Disclaimer: This scraper is bound to be brittle and may break if any of the APIs change. For educational and research purposes only.
TL;DR
- BDJobs moved to an Angular SPA, so HTML scraping got painful. I switched to their internal JSON APIs.
- Pulled ~5.5k job details in ~10 minutes using async batching + retries.
Tech Stack: Python asyncio aiohttp BeautifulSoup4
How it works
BDJobs migrated from server-rendered pages to an Angular SPA, which broke my original HTML scraper. But digging through the Network tab revealed something better: their internal REST API.
Two endpoints power the whole thing:
- List API — returns paginated job listings (~60 per page)

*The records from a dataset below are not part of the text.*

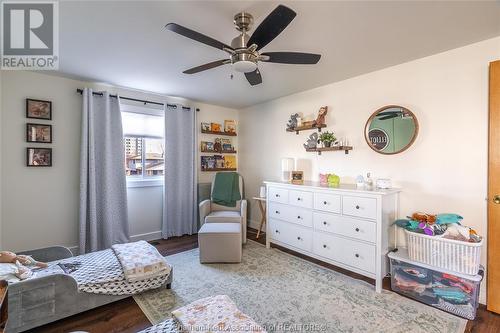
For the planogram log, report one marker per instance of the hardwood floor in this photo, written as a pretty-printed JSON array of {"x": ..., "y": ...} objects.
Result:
[{"x": 125, "y": 316}]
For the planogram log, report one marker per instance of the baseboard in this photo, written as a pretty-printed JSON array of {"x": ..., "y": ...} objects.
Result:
[
  {"x": 254, "y": 224},
  {"x": 146, "y": 236}
]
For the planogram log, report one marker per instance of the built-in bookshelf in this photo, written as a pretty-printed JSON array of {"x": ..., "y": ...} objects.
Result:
[
  {"x": 218, "y": 153},
  {"x": 219, "y": 133}
]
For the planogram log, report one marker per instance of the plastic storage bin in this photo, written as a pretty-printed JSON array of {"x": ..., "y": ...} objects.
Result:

- Details API — returns complete job info (found buried in Angular’s bundle)
No authentication, lenient rate limits, structured JSON. Much cleaner than parsing brittle CSS selectors.
Performance
- ~110 pages of listings in ~28 seconds
- ~5,500 job details in ~8 minutes (batched, 20 concurrent)
- Total: ~10 minutes for the complete dataset
The bits I cared about
Dynamic CSV columns — automatically detects new API fields and adds them. Future-proof.
Batch processing — processes jobs 20 at a time with connection pooling. Doesn’t overwhelm the server, doesn’t eat memory.
Retry mechanism — failed requests get queued and retried up to 10 times.
One note: I’m careful about not hammering sites. Concurrency is capped, and this is meant for research/learning, not abuse.